Er schnaubte ungeduldig. »Da hab ich aber ganz was anderes gehört.«
»Und – was hast du gehört?«
»Ich habe gehört, dass deine Mutter betrunken war und jemanden überfahren hat, und der ist dann gestorben.«
Ich setzte mich auf. »Stimmt doch gar nicht!«, protestierte ich.
»Das hat meine Mutter aber gesagt.«
»Ehrlich?« Ich war schockiert.
»Na ja, nicht ganz«, gab Luke zu. »Sie hat nicht gesagt, dass er tot ist. Aber dass er höchstwahrscheinlich stirbt. Er liegt im Koma, und es sieht nicht gut aus. Ich habe gehört, wie sie das gesagt hat, bevor du hierhergekommen bist.«
Ich legte mich wieder hin und schaute zu den Sternen. Mir war innerlich kotzelend. Da klopfte es leise, und die Tür ging auf, erst nur ein kleines Stück und dann ganz. Ein Lichtstrahl erhellte das Zimmer, und Mrs Kennedy kam herein.

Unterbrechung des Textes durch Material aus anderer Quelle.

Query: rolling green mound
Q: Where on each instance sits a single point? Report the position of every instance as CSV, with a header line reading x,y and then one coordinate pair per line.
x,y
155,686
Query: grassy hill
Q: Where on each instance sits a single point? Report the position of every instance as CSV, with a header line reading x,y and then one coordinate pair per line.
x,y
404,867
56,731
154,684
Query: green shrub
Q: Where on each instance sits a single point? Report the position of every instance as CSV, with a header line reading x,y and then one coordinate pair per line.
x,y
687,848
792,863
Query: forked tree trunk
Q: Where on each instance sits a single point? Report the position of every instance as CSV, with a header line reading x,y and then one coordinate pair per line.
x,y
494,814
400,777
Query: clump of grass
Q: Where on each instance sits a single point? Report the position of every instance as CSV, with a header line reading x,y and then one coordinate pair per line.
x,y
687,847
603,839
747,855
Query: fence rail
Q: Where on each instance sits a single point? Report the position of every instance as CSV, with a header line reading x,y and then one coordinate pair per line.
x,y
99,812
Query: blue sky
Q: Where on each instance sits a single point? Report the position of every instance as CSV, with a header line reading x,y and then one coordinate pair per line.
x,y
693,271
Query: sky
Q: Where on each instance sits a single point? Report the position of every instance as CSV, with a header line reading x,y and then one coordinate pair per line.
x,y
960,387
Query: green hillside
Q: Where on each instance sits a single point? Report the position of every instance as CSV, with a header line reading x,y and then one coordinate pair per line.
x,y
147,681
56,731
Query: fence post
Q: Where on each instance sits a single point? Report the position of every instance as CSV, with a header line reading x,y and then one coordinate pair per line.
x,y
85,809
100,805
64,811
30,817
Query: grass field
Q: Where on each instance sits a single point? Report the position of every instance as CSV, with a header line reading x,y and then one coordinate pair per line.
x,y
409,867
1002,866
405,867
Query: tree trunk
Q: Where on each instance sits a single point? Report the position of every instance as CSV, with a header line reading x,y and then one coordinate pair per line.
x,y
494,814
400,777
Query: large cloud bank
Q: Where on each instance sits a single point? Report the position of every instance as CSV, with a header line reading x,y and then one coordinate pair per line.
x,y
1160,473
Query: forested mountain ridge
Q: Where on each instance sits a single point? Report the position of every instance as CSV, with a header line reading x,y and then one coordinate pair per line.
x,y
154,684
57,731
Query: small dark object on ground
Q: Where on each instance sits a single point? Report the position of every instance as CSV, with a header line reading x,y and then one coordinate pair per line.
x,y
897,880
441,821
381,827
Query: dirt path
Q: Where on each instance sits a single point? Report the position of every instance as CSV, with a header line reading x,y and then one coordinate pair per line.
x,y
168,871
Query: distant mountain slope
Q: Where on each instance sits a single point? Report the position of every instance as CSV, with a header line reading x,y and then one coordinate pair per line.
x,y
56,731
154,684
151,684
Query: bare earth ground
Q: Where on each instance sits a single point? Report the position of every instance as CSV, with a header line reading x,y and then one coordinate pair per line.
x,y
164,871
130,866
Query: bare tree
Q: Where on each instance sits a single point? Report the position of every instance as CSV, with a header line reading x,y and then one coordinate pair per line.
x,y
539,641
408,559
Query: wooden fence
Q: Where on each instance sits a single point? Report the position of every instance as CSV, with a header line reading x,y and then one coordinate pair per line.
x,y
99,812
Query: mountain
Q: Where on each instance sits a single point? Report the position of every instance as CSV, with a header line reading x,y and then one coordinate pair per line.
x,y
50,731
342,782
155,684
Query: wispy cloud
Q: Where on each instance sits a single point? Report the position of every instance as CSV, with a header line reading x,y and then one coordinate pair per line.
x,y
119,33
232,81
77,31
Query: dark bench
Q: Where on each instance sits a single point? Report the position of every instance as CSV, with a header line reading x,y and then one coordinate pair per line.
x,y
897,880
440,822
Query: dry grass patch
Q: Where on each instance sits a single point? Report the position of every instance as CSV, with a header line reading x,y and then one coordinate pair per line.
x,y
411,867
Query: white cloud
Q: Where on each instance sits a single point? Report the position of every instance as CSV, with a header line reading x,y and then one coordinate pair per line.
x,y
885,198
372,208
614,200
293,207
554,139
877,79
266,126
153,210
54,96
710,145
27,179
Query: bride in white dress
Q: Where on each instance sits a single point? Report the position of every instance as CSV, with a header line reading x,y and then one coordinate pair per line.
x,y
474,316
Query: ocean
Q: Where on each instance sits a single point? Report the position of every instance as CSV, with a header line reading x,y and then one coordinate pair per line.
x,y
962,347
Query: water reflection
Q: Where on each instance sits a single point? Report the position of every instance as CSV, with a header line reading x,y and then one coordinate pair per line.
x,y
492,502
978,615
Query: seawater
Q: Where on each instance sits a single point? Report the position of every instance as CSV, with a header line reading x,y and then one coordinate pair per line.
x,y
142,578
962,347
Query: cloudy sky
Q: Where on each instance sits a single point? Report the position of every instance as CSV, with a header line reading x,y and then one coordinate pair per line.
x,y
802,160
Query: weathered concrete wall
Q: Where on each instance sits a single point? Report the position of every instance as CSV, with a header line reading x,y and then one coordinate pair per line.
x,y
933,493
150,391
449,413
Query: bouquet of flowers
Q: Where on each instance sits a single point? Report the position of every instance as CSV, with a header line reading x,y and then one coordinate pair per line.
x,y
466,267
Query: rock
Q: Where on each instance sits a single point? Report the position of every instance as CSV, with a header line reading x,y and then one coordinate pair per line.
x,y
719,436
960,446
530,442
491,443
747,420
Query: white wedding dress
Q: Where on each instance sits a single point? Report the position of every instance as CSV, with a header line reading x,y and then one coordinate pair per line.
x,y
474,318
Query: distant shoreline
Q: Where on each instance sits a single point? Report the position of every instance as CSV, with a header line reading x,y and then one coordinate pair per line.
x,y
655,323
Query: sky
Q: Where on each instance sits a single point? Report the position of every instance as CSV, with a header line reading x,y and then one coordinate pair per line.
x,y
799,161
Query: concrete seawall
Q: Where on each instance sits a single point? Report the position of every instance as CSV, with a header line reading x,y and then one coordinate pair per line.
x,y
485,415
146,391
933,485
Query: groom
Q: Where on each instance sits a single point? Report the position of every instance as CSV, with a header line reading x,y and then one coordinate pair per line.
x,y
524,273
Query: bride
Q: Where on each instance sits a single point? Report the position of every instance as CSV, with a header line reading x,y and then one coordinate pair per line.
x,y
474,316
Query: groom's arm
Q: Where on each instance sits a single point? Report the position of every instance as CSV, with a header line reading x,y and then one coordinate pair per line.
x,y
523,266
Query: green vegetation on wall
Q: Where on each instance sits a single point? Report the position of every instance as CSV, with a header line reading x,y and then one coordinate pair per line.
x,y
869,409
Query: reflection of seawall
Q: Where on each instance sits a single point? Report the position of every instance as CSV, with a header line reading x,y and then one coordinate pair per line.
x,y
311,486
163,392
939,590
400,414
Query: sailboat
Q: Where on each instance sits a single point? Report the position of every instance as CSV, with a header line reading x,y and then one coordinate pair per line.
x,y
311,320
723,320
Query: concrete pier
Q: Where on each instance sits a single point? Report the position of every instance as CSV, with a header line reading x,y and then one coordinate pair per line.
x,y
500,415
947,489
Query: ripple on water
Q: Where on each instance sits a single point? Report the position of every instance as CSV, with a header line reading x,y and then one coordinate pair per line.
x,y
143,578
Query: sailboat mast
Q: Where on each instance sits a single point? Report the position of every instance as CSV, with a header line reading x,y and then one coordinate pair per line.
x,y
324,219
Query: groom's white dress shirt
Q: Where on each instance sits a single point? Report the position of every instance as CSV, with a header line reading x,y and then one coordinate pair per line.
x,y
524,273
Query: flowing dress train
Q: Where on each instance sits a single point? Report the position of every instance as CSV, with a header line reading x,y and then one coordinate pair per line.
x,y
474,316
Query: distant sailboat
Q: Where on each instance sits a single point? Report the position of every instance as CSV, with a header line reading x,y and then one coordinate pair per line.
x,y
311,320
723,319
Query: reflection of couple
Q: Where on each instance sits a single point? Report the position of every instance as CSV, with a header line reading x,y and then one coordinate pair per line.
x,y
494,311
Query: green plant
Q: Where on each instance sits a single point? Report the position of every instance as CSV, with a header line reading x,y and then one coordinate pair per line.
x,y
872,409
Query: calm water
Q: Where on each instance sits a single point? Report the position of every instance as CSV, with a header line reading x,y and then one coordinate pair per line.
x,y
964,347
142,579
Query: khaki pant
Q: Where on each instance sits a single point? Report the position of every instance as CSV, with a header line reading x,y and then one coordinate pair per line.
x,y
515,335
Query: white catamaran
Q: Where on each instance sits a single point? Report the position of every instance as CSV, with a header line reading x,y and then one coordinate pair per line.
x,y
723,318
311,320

»Ist bei euch beiden alles in Ordnung?«, fragte sie. »Hast du alles, was du brauchst, Danny?«
»Schläft Danny morgen Nacht auch hier?«, wollte Luke wissen.
»Ich weiß es noch nicht«, antwortete Mrs Kennedy. »Das sehen wir dann.«
»Kann es sein, dass ich morgen wieder hier schlafen muss?«, fragte ich. Wie lang ging das noch so weiter?
»Mach dir am besten keine Gedanken«, beruhigte sie mich. »Jetzt schlaft ihr erst mal, und morgen wissen wir mehr. Und dass ihr mir ja nicht die ganze Nacht durchquatscht, verstanden? Es ist schon sehr spät.«
Sie beugte sich über das untere Bett, und ich hörte, wie sie Luke einen Gutenachtkuss gab.
»Schlaf gut, Danny«, sagte sie dann und lächelte mir zu. »Du weißt ja, wo du mich findest, wenn du irgendetwas brauchst.«
»Es ist die zweite Tür rechts«, erklärte Luke.
»Ich glaube, Danny weiß das schon.« Im Mondlicht konnte ich sehen, dass sie lächelte, als sie ging, und obwohl es dunkel war im Zimmer, war ich ganz verlegen und merkte, dass mein Gesicht feuerrot anlief.
Luke und ich sagten beide kein Wort, und nach einer Weile hörte ich, dass er sich auf die Seite drehte und dass seine Atemzüge langsamer wurden. Wahrscheinlich ist er eingeschlafen, dachte ich.
»Sie war nicht betrunken«, flüsterte ich leise.